"Hôtel Hollywood", petite merveille signée Ang Lee, pourtant snobée à Cannes, vaut son pesant d’acides.
De notre envoyé spécial au festival de Deauville
« C’est un Podalydès !
– Non !
– C’est un Podalydès, j’te dis.
– Non, Podalydès il est petit, moche et chauve.
– L’acteur, oui. Celui-là, c’est l’autre, c’est son frère.

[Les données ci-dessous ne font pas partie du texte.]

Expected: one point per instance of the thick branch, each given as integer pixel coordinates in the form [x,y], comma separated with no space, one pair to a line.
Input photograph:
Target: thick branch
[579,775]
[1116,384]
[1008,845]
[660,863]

– Le barbu un peu enrobé, là ?
–Oui, il est réalisateur, je crois. »
Voilà, c’est le genre de discussion que l’on est obligé de supporter à Deauville, avant les projos des films en compétition. Car il y a des films en compétition à Deauville, donc des jurés plus ou moins célèbres. Cette année, que des stars ! Sandrine Kiberlain, Géraldine Pailhas, Patrice Leconte, Aïssa Maïga ou le chanteur Raphaël, sans oublier Jean-Pierre Jeunet et Dany Boon, venus faire la promo de leur Micmacs à tire-larigot. Une promo étrange, car Jeunet ne peut s’empêcher à chaque interview de dégueuler sur la presse tellement méchante, qui n’apprécie pas ses films à leur juste valeur. Et les pauvres journalistes obligés d’opiner…
En compétition mardi matin, Cold Soul, premier film d’une certaine Sophie Barthes. Dans ce qui se voudrait une comédie existentielle, Paul Giamatti incarne… Paul Giamatti, célèbre acteur qui répète sur les planches Oncle Vania de Tchekhov. Déprimé, en plein doute, il entend parler d’une clinique très privée où l’on soulage les patients de leur âme. Il décide de se faire extraire la sienne, pour le meilleur et surtout pour le pire. Et c’est parti pour 100 minutes de comédie pas drôle, de copie de Dans la peau de John Malkovich, de longs monologues de Giamatti qui déclame sa névrose et traîne son ennui. C’est long, insupportable, prétentieux et comme la réalisatrice n’a plus rien à filmer au bout d’une heure, elle met Giamatti dans un avion, à la recherche de son âme en Russie. Résistant contre le sommeil, je me demandais comment un film qui parle d’âmes pouvait en manquer autant ?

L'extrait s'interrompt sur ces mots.